Resumiendo: si un argentino pierde su tarjeta de débito muere por inanición.
El Gobierno de Alberto Fernández consiguió utilizar la pandemia y la cuarentena para una manipulación maquiavélica. La gente no solamente no puede liberarse de sus pesos, sino que todas las compras que se realizan en la moneda nacional deben ser blanqueadas. Es decir, pagan todos los abusivos impuestos que el Estado determina. No hay forma del acuerdo en efectivo que pueda esquivar al menos un poquito de la abusiva presión fiscal del autoritarismo gubernamental nacional.
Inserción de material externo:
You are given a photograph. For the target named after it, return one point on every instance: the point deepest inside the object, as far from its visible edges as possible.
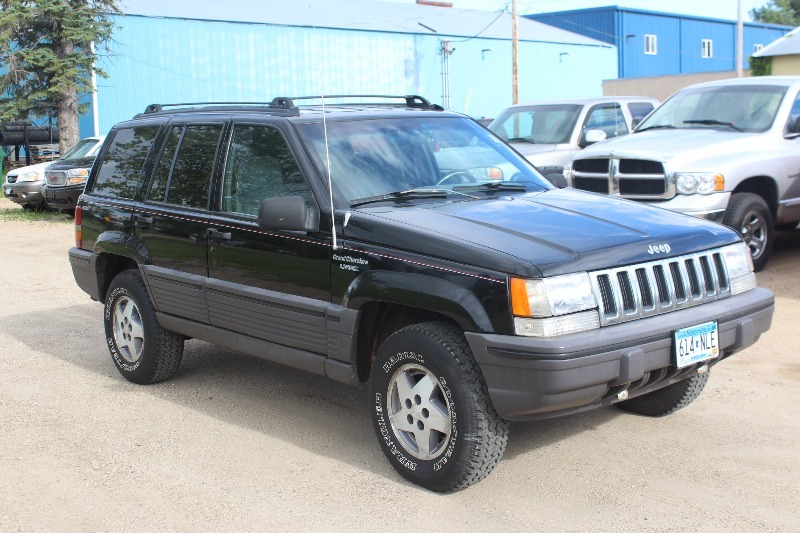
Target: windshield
(749, 108)
(382, 156)
(80, 150)
(540, 124)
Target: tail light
(78, 232)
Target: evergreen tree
(785, 12)
(46, 58)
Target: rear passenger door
(172, 222)
(272, 285)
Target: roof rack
(287, 102)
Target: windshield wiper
(401, 195)
(712, 122)
(495, 186)
(657, 127)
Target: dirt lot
(236, 443)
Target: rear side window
(122, 165)
(184, 178)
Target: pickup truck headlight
(739, 263)
(699, 182)
(28, 176)
(77, 175)
(553, 306)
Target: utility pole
(739, 43)
(514, 58)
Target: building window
(650, 45)
(708, 48)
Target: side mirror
(288, 213)
(593, 136)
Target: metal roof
(363, 15)
(788, 44)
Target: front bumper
(62, 197)
(25, 192)
(531, 378)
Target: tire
(749, 214)
(448, 437)
(669, 399)
(142, 350)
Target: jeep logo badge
(658, 249)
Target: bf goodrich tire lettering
(431, 411)
(141, 349)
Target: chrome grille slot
(657, 287)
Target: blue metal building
(200, 50)
(651, 43)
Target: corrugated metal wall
(679, 39)
(163, 60)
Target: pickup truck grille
(648, 289)
(56, 178)
(629, 178)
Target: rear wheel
(749, 214)
(669, 399)
(431, 410)
(142, 350)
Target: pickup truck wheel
(749, 214)
(142, 350)
(667, 400)
(431, 410)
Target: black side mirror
(289, 213)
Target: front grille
(648, 289)
(56, 178)
(629, 178)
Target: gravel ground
(235, 443)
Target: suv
(549, 133)
(728, 151)
(24, 185)
(407, 248)
(66, 178)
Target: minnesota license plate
(696, 344)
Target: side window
(122, 165)
(260, 165)
(607, 118)
(189, 181)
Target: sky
(722, 9)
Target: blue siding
(164, 60)
(679, 39)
De esta manera, Alberto consiguió el sueño más húmedo de Macri y Sturzenegger. Algo que mediante la sugerencia e insistencia nunca pudieron lograr en la gestión anterior: la bancarización total de la pobre economía argentina. El Gobierno actual lo consiguió por las malas.
Si el macrismo por continuidad fue digno de ser llamado “kirchnerismo de buenos modales”, la administración actual, que todavía no ha ofrecido tampoco cambios sustanciales a la anterior, bien podría ser denominada “macrismo de malos modales”.